David Chan, a Los Angeles accountant and attorney, has eaten at more than 6000 Chinese restaurants. He says the best are all in California and most opened in the last decade. Click the link for the actual list, which isn’t of that much interest to me since I don’t live in Los Angeles. But Chan’s cultural explanation is fascinating.
Ranking the 10 best Chinese restaurants in the United States is fairly easy for me. It’s something I’ve often thought about, though I have never put pen to paper. However, I feel as though I must provide an explanation first, since I suspect the result is not what you might expect.
As you see, all 10 of the restaurants I listed are in California, most of them are in the Los Angeles area, and most of them serve Hong Kong style food. That might lead one to believe that I am biased towards restaurants in the city that I live that serve a particular cuisine.
However, that is absolutely not the case. I’ve been to all 50 states and eaten at 300 Chinese restaurants in New York City alone. Virtually all observers, particularly Chinese themselves, agree that the best Chinese food comes out of Hong Kong. Furthermore, the great thing about Chinese food is that it continues to evolve and improve. And most of the evolution starts in Hong Kong, where food obsession is the norm. If you look to see where in the United States you see the greatest Hong Kong influence, it’s Los Angeles first and San Francisco second. (Not to say there aren’t a lot of other different Chinese regional cuisines represented in our restaurants here. Many of them are very good. But few of these other regional restaurants reach the elite level.)
On the other hand, New York has relatively little Hong Kong influence, and I like to describe its Chinese food as being mired in the 1990s. Part of the issue is that while New York City does have a continuing influx of Chinese immigrants, their influx is more of the working class ilk, and heavily weighted towards Fujian province, not a culinary mecca. In contrast, more wealthy/professional Chinese settle in the Los Angeles and San Francisco areas, and they demand, and can afford, a higher quality of Chinese food.
A comment I heard the other day was even more blunt — the person said New York Chinatown food reminded him of post-World War II San Francisco Chinatown food, which is as big of an insult as it sounds.
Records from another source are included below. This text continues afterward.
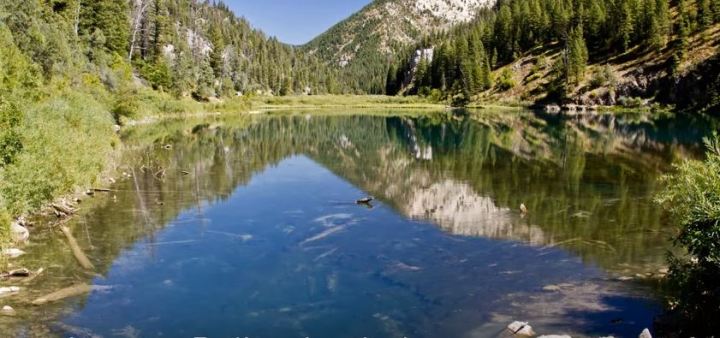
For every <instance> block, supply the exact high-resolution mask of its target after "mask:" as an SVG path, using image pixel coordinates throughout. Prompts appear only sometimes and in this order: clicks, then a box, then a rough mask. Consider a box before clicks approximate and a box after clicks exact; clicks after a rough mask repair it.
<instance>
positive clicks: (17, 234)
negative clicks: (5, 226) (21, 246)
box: [10, 222, 30, 243]
mask: <svg viewBox="0 0 720 338" xmlns="http://www.w3.org/2000/svg"><path fill="white" fill-rule="evenodd" d="M10 233H11V235H12V240H13V241H15V242H17V243H22V242H27V240H28V239H29V238H30V231H28V229H27V228H26V227H24V226H22V225H21V224H20V222H12V223H10Z"/></svg>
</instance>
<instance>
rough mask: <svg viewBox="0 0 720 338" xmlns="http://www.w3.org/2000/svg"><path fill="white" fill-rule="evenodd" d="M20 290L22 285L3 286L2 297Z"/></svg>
mask: <svg viewBox="0 0 720 338" xmlns="http://www.w3.org/2000/svg"><path fill="white" fill-rule="evenodd" d="M18 292H20V287H17V286H3V287H0V298H2V297H5V296H8V295H12V294H15V293H18Z"/></svg>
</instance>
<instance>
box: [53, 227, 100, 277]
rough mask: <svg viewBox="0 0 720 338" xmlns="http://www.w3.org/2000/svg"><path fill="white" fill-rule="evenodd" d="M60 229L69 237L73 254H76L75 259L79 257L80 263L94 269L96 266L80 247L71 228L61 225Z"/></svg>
mask: <svg viewBox="0 0 720 338" xmlns="http://www.w3.org/2000/svg"><path fill="white" fill-rule="evenodd" d="M60 230H61V231H62V232H63V233H64V234H65V237H67V239H68V244H70V249H72V252H73V255H75V259H77V261H78V263H80V265H81V266H82V267H83V268H85V269H89V270H94V269H95V266H94V265H93V264H92V263H91V262H90V259H89V258H88V257H87V255H85V252H84V251H83V250H82V249H81V248H80V245H78V243H77V240H75V237H73V235H72V233H71V232H70V229H68V228H67V227H66V226H64V225H63V226H60Z"/></svg>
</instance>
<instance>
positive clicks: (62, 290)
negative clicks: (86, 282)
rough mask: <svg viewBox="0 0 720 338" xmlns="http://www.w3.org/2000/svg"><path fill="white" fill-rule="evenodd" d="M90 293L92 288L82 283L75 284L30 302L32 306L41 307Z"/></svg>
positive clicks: (42, 296)
mask: <svg viewBox="0 0 720 338" xmlns="http://www.w3.org/2000/svg"><path fill="white" fill-rule="evenodd" d="M90 291H92V286H90V285H88V284H85V283H82V284H76V285H73V286H71V287H67V288H64V289H60V290H58V291H55V292H53V293H51V294H48V295H45V296H42V297H40V298H38V299H35V300H34V301H32V304H33V305H43V304H47V303H52V302H57V301H59V300H63V299H65V298H70V297H75V296H80V295H83V294H86V293H89V292H90Z"/></svg>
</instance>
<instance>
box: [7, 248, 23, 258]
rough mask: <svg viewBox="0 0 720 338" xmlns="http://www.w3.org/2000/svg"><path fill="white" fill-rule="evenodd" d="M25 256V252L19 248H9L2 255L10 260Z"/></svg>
mask: <svg viewBox="0 0 720 338" xmlns="http://www.w3.org/2000/svg"><path fill="white" fill-rule="evenodd" d="M24 254H25V251H22V250H20V249H17V248H8V249H3V251H2V255H3V256H6V257H10V258H17V257H20V256H22V255H24Z"/></svg>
The other fact which you may wonder about is that most of the restaurants are located in outlying suburbs rather than core city Chinatowns. Once again there is a logical explanation. American Chinatowns like New York, San Francisco and Los Angeles were established in the late 19th and early 20th centuries by immigrant villagers from rural southern China. Then for several decades the U.S. barred most Chinese from immigrating. As a result, Chinatowns and Chinese food in the U.S. stagnated. It was only when Chinese immigration to the U.S. was legalized, starting in the late 1960s, and the new immigrants from places like Hong Kong, Taiwan, Shanghai and elsewhere in China brought their food with them that Chinese food here became worthy of attention. And in large part these immigrants bypassed the old Chinatowns, especially as time went on. Consequently most Chinatown food today is not particularly good.
Now, food is a matter of taste and it’s quite possible that, like most “foodies,” Chan’s tastes are more complex and different from my own. But it stands to reason that the best food–defined as using the best ingredients and having the most talented, innovative chefs–of any cuisine type would be in a place that draws a critical mass of young, wealthy people from that part of the world.
It’s actually remarkable, too, that Chan has managed 6000-plus Chinese restaurants. Even granting that he looks to be on the tail end of middle age or perhaps a wee bit beyond, it would require eating at a different restaurant every day for 16.4 years to manage that feat. Presumably, even though he’s clearly looking for novelty rather than just a quick bite, he’s repeating some restaurants a lot. Not only is there a convenience factor but there’s not much point in having favorites if you never go back. So, let’s just say he eats a lot of Chinese food!
(There is an old joke that eating Chinese food means you’ll be hungry again in an hour. While I never found that to be the case, maybe because I consume a lot more protein than carbs even when eating Chinese, I suppose it’s possible that it’s actually true for David Chan.)